Brad Harris, Senior Manager – Oil and Gas.
Get a warning before you’re ever out of compliance.
With the advent of fracking and horizontal drilling, onshore lease contracts are getting more and more complicated. Lease provisions are getting more granular, time-sensitive and more punitive – and all in the land owner’s favor. Lawyers who used to chase ambulances are now looking at those contracts for their next big paycheck. Are you compliant with every provision? Hundreds of millions are at stake, and our custom oil and gas software will keep scavenging lawyers away. We will warn you before you’re non-compliant and take the risk out of these complex new contracts.
Lease Provision Tracking System
With the rise of continuous drilling, minimum production, royalty escalation and other provisions that need to constantly be monitored in order to remain compliant, old ways of tracking leases in jeopardy are no longer enough to keep up. And while lawyers comb your fine print, we’ve created a way to make sure they’ll never trap you.

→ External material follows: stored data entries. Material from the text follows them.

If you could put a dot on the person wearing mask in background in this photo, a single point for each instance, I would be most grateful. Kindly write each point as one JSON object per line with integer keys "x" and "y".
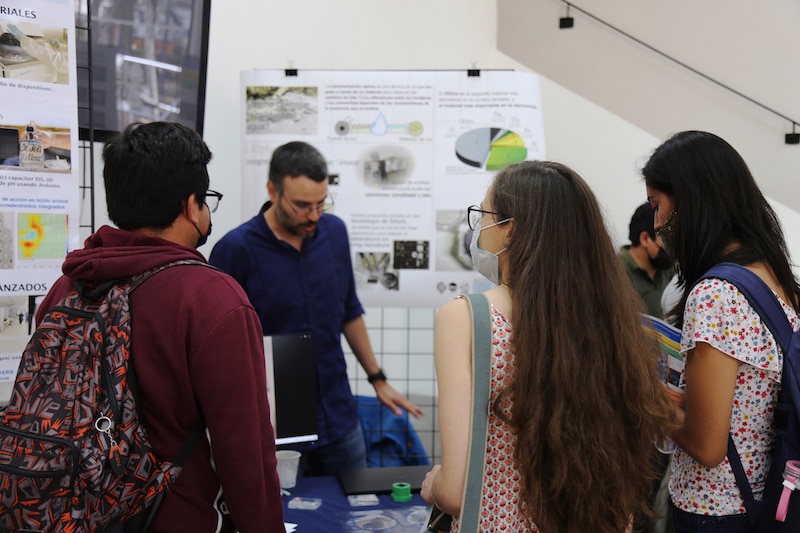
{"x": 648, "y": 265}
{"x": 708, "y": 210}
{"x": 293, "y": 260}
{"x": 650, "y": 269}
{"x": 196, "y": 343}
{"x": 572, "y": 418}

We built an integrated lease provision tracking solution that moved a client from managing long and detailed leases manually via a disconnected spreadsheet to an integrated system with real, current information on the well in consideration’s compliance status. On top of that, we created a notification engine to inform subscribers of well status changes that affect leases before they ever come into jeopardy.

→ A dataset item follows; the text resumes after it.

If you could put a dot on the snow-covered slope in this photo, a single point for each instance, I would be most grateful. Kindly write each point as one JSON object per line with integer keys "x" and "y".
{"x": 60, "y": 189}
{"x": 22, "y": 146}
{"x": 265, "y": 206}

Push for Data Standardization
As a separate initiative in the royalty compliance project, Entrance software helped standardize a process to ensure well data consistency across multiple systems. Wells, and their related data, are tracked in a variety of software applications for differing purposes depending on the department and system. Land, production, operations, drilling and reservoir all use these systems for their internal purposes, but much of the same pieces of well data are used throughout. To provide a consistent well view across departments, Entrance worked with key stakeholders to identify data points that are shared and which system should serve as the “system of record” for that data point. We then wrote an automated process to keep the well data synchronized across systems, as well as warn users of any potential issues with the synchronization process on a nightly basis. The notification sign-up user interface is surfaced through a standard SharePoint portal and allows users to determine which pieces of data they want to be notified about. In addition to sharing pieces of data about wells among these various systems, Entrance also identified a well’s standard “lifecycle”, meaning the various phases a well will transition to throughout its life. These would typically span: to be drilled, drilling, awaiting completion, producing / shut-in, plugged & abandoned (with some others). Rather than rely on a user to manually transition a well through these statuses during its lifecycle, we identified triggers that will automatically move a well’s status – for example, setting a spud date would transition a well to “drilling”, while setting a sold date would transition a well to “sold”.
The Benefit of Metadata
We connected systems from all of the different departments and determined what bits of data were important to communicating well-status. Important well data now sources, pushes and pulls through our centralized database. Our client now has a consistent company-wide system of systems that keeps information on each well’s status up to date – its SPUD date, rig release date, production information, etc. With good information, not only are users in every department now up to date and on the same page, users in the corner office have a much more accurate picture of what’s going on accross departments.